En vertu de la loi colombienne, le gouvernement a la responsabilité de protéger les personnes déplacées, même s'il admet qu'il ne connaît même pas toute l'ampleur du problème.

« La Colombie ne dispose pas d'un système d'information sur les déplacements forcés qui permette de chiffrer l'ampleur réelle de ce problème », a reconnu le Bureau du vice-président.

Sur la base des estimations inférieures du gouvernement concernant le nombre de réfugiés – environ 400,000 8 – le montant alloué pour leur survie est d'un peu plus de 120 dollars par personne si on le calcule sur le budget du Réseau de solidarité nationale, l'agence chargée d'aider les réfugiés. Le gouvernement a promis 300 millions de dollars supplémentaires par an pour faire face à la crise humanitaire, mais même cela ramènerait le niveau d'aide à seulement XNUMX dollars par personne et par an.

Guerre civile

Pastrana a décrit le conflit colombien non pas comme une guerre civile mais comme une « guerre contre la société civile ». Ses détracteurs l'accusent cependant d'avoir enfoncé le pays plus profondément dans une véritable guerre civile avec le Plan Colombie, doté d'un budget total de 7.5 milliards de dollars.

Les États-Unis soutiennent la majeure partie du volet militaire du Plan Colombie, avec 70 pour cent des 1.3 milliard de dollars d’aide américaine destinés à l’armement avancé, dont plus de 25 hélicoptères Blackhawk et Huey II, à l’équipement logistique et de renseignement et à la formation.

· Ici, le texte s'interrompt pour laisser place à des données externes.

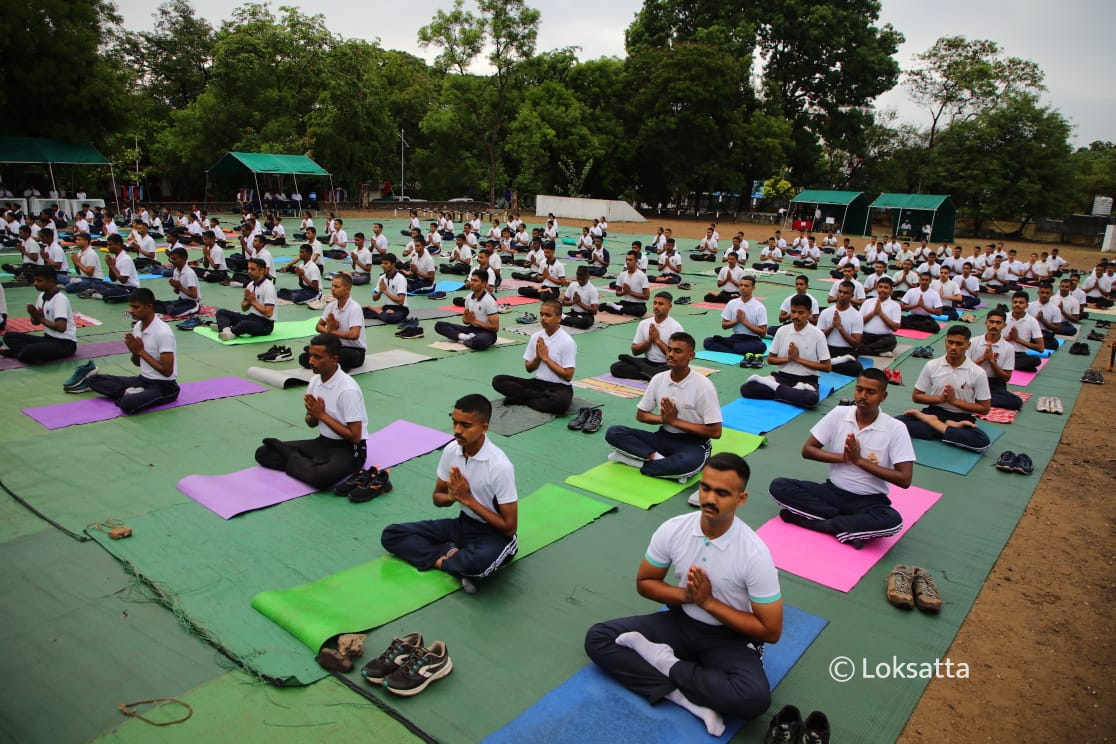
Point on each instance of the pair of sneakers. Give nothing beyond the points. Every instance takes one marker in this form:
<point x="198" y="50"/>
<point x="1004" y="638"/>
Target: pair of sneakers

Pour contrer cette escalade gouvernementale, les FARC ont menacé d’étendre leurs capacités militaires en augmentant leur arsenal de missiles sol-air et d’autres armes sophistiquées.

Le troisième élément de ce conflit croissant – les Forces paramilitaires d’autodéfense de Colombie (connues sous l’acronyme espagnol AUC) – élargit également la portée de ses opérations. L'AUC compte aujourd'hui 9,000 XNUMX hommes armés financés par le trafic de drogue et de riches propriétaires fonciers.

L'AUC est responsable du plus grand pourcentage de violations des droits humains, y compris la torture et les exécutions de gauchistes présumés. Parmi les déplacements massifs de Colombiens, l'AUC est tenue pour responsable de 71 pour cent, les guérilleros de gauche de 14 pour cent, les troupes gouvernementales de moins de 1 pour cent et les acteurs multiples de 15 pour cent, selon le bureau du vice-président.

Une guerre élargie créera presque certainement davantage de réfugiés. Codhes estime que 190,000 3,000 personnes supplémentaires seront déplacées à cause du seul programme d’éradication de la drogue. Ce programme d’éradication de la drogue a déjà poussé XNUMX XNUMX Colombiens vers l’Équateur voisin.

Bien que soutenus par Washington, les aspects militaires du Plan Colombie se sont heurtés à l'opposition de l'Union européenne ainsi que des groupes internationaux de défense des droits de l'homme, notamment Amnesty International et Human Rights Watch. Ces organisations prédisent que le Plan Colombie ne fera qu’élargir la guerre et entraîner davantage de souffrances.

Pourtant, pour des jeunes comme Yorman, la guerre et ses conséquences sont devenues le centre de leur expérience de vie. La peur de voir des hommes armés masqués provoquer une mort subite n'est jamais loin de leurs pensées.

Andres Cala est un journaliste colombien qui couvre le conflit depuis 1996. Dans un article précédent, Cala a examiné l'histoire de la guerre à travers la biographie d'un chef de la guérilla colombienne.

Un autre article sur le conflit colombien a été écrit pour Consortiumnews.com par Stan Goff, un ancien béret vert américain qui s'est montré critique à l'égard de la politique américaine en Amérique latine.